Great harvest, Static Catches

These bulletin blogs represent news about Finavon and the South Esk, and my views as a riparian owner. While I may digress at times to write about other places, these are not the views of any other organisation, nor are they designed to promote the interests of any individual or organisation other than Finavon Castle Water and factors affecting the fishery. Tony Andrews

Low Water on the South Esk.

I have enjoyed inspecting every inch of the bed of the South Esk between the A90 bridge at Finavon and Marcus House. It is amazing to think that those smooth pools are the result of millenia of scouring. Where we have not interfered too much the bed of the river is sculpted by water and, especially in the dubs and tails of pools, the clear low water shows the scallops, scours, pockets and lies that a varied river bed provides for upstream migrating adults, with security and habitat for feeding juveniles.Bed of River in Frank's Stream

This photo shows the upper section of Frank’s Stream in exceptionally low water. There is more silt on the stones (some of which is algae) than ideal, but the photo does show how good the lie is; quite deep water in a spoon shape; ideal for a resting fish, or even a small shoal.
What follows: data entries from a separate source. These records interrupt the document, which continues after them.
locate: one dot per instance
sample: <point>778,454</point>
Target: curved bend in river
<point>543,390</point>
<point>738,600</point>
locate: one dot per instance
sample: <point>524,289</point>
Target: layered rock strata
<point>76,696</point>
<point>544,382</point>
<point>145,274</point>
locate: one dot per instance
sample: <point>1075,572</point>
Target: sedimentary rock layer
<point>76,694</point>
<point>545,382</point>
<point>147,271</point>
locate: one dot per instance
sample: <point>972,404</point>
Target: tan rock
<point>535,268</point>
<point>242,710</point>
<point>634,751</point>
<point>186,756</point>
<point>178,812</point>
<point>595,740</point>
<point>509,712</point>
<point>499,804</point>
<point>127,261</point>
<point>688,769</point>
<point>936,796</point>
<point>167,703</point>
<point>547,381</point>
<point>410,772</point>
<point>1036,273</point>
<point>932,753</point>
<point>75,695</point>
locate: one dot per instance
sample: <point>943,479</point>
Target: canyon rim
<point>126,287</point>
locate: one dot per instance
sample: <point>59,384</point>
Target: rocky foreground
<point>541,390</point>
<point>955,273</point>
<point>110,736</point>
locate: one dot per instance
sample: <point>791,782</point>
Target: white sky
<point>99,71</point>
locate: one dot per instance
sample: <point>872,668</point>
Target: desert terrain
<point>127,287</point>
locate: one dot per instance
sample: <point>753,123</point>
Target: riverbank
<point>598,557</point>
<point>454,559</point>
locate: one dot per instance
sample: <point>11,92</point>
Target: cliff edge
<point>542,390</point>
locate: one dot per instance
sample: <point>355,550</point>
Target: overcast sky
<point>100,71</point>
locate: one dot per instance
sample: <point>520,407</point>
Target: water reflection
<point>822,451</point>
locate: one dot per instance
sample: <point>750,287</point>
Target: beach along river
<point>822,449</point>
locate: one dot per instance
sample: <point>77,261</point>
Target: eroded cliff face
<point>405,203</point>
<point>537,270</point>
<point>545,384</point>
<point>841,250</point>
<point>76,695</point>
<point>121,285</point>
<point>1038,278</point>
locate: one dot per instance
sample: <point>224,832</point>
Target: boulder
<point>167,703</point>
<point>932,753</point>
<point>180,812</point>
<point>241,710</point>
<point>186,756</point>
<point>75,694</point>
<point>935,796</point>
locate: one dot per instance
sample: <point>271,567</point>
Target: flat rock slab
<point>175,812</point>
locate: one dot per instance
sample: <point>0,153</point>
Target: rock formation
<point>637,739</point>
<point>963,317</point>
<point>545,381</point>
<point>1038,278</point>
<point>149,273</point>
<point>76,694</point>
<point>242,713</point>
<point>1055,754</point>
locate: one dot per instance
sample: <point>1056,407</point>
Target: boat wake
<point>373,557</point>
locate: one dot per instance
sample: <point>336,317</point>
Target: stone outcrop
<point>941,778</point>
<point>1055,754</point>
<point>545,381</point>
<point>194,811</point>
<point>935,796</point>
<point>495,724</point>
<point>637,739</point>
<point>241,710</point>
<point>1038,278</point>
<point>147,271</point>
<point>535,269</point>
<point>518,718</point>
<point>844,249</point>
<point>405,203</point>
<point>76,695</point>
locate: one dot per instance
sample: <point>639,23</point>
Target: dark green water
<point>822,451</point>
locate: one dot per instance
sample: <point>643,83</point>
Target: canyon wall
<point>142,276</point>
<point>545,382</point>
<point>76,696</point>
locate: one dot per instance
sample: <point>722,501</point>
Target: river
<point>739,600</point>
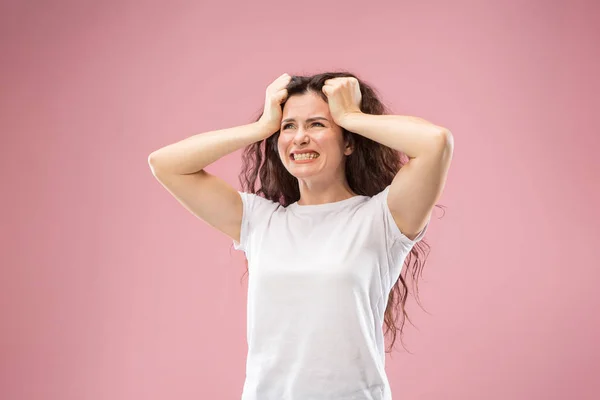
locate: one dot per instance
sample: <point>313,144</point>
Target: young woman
<point>325,234</point>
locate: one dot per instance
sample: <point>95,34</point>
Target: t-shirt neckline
<point>326,206</point>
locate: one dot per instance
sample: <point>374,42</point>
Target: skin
<point>321,180</point>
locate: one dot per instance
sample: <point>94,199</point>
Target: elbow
<point>445,139</point>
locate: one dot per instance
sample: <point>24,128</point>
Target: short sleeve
<point>392,231</point>
<point>247,202</point>
<point>256,213</point>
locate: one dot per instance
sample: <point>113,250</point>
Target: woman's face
<point>307,127</point>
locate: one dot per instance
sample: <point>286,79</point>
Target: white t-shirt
<point>319,280</point>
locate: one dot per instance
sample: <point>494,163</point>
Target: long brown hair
<point>369,169</point>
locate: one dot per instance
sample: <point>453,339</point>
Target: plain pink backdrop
<point>110,289</point>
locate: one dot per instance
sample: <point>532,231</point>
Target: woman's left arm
<point>418,185</point>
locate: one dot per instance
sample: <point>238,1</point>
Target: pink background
<point>111,290</point>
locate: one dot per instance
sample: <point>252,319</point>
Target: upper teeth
<point>305,156</point>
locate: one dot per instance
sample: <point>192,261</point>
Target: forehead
<point>304,105</point>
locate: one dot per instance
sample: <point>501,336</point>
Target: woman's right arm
<point>179,167</point>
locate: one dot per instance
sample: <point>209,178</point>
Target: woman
<point>326,233</point>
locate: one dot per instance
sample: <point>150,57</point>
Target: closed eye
<point>314,123</point>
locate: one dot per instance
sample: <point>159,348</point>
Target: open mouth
<point>304,156</point>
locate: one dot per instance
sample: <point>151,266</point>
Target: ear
<point>349,149</point>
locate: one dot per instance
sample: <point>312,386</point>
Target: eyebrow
<point>307,120</point>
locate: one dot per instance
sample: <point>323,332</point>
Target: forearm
<point>194,153</point>
<point>410,135</point>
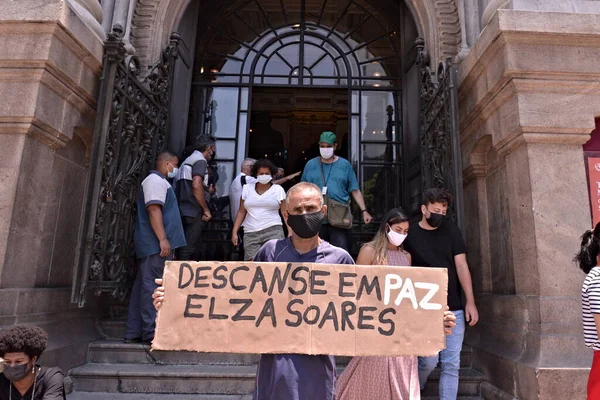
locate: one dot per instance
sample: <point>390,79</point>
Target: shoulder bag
<point>338,214</point>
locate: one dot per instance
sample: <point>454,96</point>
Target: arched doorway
<point>300,67</point>
<point>289,68</point>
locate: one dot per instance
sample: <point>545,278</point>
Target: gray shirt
<point>194,165</point>
<point>297,376</point>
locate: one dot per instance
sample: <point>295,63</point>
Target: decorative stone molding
<point>85,135</point>
<point>142,25</point>
<point>448,28</point>
<point>491,9</point>
<point>438,22</point>
<point>90,13</point>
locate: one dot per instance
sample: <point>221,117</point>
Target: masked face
<point>17,372</point>
<point>396,238</point>
<point>307,225</point>
<point>326,152</point>
<point>434,218</point>
<point>264,179</point>
<point>211,153</point>
<point>172,171</point>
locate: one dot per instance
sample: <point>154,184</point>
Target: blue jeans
<point>450,361</point>
<point>142,314</point>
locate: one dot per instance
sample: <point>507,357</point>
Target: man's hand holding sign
<point>302,308</point>
<point>302,296</point>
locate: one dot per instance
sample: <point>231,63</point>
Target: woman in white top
<point>260,205</point>
<point>587,258</point>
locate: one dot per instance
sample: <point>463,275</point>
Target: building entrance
<point>286,123</point>
<point>271,76</point>
<point>265,78</point>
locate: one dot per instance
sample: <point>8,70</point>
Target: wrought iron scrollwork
<point>439,130</point>
<point>131,128</point>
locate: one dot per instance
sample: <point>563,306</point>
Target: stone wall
<point>529,92</point>
<point>50,63</point>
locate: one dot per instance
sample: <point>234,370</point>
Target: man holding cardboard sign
<point>296,298</point>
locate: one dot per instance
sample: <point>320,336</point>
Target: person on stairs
<point>296,376</point>
<point>157,233</point>
<point>23,378</point>
<point>437,242</point>
<point>336,179</point>
<point>385,378</point>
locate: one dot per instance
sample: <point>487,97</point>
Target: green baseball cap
<point>328,137</point>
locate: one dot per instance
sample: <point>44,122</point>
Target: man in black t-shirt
<point>191,196</point>
<point>437,242</point>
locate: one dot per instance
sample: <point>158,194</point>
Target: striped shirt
<point>590,305</point>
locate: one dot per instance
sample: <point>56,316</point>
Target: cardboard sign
<point>349,310</point>
<point>594,182</point>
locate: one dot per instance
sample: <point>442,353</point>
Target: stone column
<point>50,63</point>
<point>528,97</point>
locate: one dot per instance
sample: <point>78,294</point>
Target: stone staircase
<point>132,372</point>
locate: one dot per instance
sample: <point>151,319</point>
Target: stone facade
<point>50,63</point>
<point>528,97</point>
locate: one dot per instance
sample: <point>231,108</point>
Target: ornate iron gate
<point>131,129</point>
<point>441,163</point>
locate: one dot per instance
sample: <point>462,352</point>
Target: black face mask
<point>16,373</point>
<point>306,226</point>
<point>436,220</point>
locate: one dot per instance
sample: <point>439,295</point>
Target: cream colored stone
<point>12,150</point>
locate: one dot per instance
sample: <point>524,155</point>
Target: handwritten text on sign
<point>302,308</point>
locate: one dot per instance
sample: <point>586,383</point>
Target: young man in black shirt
<point>437,242</point>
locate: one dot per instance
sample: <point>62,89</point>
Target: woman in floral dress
<point>385,378</point>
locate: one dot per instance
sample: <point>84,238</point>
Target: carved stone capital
<point>90,13</point>
<point>490,10</point>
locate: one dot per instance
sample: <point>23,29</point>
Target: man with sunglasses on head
<point>437,242</point>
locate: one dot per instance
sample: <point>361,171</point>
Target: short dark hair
<point>205,142</point>
<point>437,195</point>
<point>264,163</point>
<point>588,252</point>
<point>28,339</point>
<point>201,145</point>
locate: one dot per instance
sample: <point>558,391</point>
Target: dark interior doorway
<point>286,123</point>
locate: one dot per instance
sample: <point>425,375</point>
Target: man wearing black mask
<point>438,242</point>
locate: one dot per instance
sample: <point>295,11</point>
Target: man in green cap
<point>337,180</point>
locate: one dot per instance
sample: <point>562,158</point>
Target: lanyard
<point>323,173</point>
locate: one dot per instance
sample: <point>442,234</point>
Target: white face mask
<point>172,174</point>
<point>326,152</point>
<point>264,179</point>
<point>396,238</point>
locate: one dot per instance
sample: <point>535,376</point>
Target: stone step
<point>148,396</point>
<point>168,379</point>
<point>112,328</point>
<point>204,379</point>
<point>470,382</point>
<point>117,352</point>
<point>151,396</point>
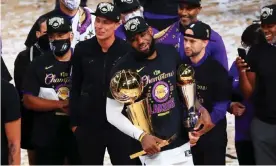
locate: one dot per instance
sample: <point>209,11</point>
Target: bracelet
<point>142,136</point>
It is encouraging that, even with the pollution caused by intensive farming, our freshwater mussels seem to be thriving. That news was quite unexpected, but it really is good news, and could mark a turn around in habitat and water quality in the river.
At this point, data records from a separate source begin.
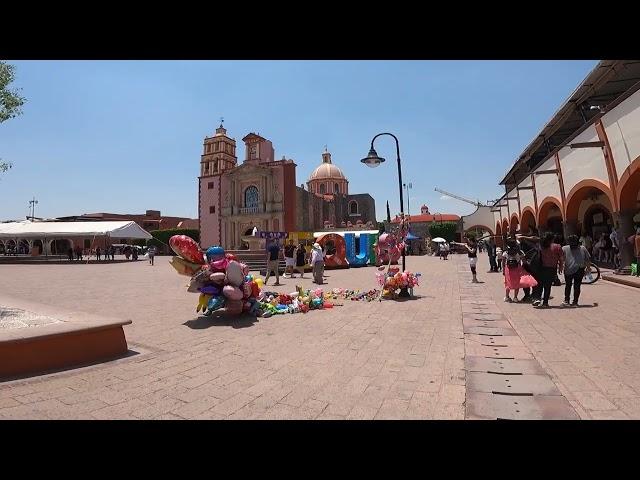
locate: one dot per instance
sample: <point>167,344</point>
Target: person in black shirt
<point>491,251</point>
<point>301,259</point>
<point>289,253</point>
<point>272,257</point>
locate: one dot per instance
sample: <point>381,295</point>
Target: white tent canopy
<point>72,229</point>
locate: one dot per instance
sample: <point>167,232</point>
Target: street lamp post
<point>32,204</point>
<point>408,186</point>
<point>373,160</point>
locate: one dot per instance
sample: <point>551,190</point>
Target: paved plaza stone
<point>377,360</point>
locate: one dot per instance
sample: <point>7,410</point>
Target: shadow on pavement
<point>221,320</point>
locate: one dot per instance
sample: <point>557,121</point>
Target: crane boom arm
<point>462,199</point>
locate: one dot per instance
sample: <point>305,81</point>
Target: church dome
<point>327,171</point>
<point>327,178</point>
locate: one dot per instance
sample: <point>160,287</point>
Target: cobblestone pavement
<point>360,360</point>
<point>592,353</point>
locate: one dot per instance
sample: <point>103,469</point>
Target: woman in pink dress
<point>515,276</point>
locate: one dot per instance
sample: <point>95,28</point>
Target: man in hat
<point>273,261</point>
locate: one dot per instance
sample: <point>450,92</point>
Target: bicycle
<point>591,275</point>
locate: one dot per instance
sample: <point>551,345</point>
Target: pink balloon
<point>232,293</point>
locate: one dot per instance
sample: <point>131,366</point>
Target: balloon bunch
<point>223,283</point>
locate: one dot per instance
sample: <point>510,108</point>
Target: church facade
<point>261,192</point>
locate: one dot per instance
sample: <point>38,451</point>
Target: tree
<point>10,100</point>
<point>446,230</point>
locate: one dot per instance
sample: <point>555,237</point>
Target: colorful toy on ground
<point>225,285</point>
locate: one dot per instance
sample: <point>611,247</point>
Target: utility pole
<point>32,205</point>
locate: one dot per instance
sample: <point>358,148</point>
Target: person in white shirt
<point>317,263</point>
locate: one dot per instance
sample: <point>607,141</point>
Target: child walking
<point>515,276</point>
<point>499,258</point>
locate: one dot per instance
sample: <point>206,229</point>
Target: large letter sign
<point>357,259</point>
<point>337,259</point>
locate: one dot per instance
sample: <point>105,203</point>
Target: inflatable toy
<point>234,273</point>
<point>184,267</point>
<point>187,248</point>
<point>215,253</point>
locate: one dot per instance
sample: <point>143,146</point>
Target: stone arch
<point>629,186</point>
<point>251,196</point>
<point>24,245</point>
<point>548,205</point>
<point>587,223</point>
<point>60,246</point>
<point>528,220</point>
<point>580,192</point>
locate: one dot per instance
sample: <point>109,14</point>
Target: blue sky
<point>124,137</point>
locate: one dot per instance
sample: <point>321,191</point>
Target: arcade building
<point>581,173</point>
<point>262,193</point>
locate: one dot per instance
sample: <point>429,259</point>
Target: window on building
<point>251,197</point>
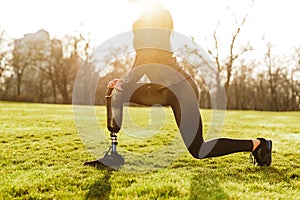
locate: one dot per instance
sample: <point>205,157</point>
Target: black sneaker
<point>112,160</point>
<point>263,153</point>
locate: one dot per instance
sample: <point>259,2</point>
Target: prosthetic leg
<point>114,108</point>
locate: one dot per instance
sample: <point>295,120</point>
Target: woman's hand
<point>116,83</point>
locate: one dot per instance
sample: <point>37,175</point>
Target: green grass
<point>42,156</point>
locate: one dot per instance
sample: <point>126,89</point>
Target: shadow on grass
<point>206,186</point>
<point>101,189</point>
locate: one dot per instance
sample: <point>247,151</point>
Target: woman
<point>170,86</point>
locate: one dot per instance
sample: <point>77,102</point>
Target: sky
<point>276,21</point>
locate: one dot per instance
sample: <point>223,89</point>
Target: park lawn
<point>42,157</point>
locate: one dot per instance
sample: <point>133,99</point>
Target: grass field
<point>42,157</point>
The head of Tyndals Pool in very low water. The Armchair Boulder is nearly dry. Compare this picture with some of the winter photos in earlier blogs!

There have been one or two fish caught in the last few days, and a small grilse lost in Marcus House Pool. Those fish were caught by Mike Forrest and his team of rods who, despite the difficult conditions, persevered and caught fish in the darkness of a September night. Until we get rain there will I think be few fish to report.

One of the downside aspects of extended low water periods in salmon rivers is that fish tend not to enter the river. Most fish hang around off the estuary. Research shows that in such conditions more than 50% of the incoming migration of adult fish can be lost. We tend to blame such depredation on the mixed stocks nets. We are right to attribute some of the losses to them. But there are also predators, pollution, diseases, parasites and other causes of attrition of the migration to take into account. It is at such times that all exploitation, by nets and rods, should cease until conditions improve. An effective fishery management regime would do that.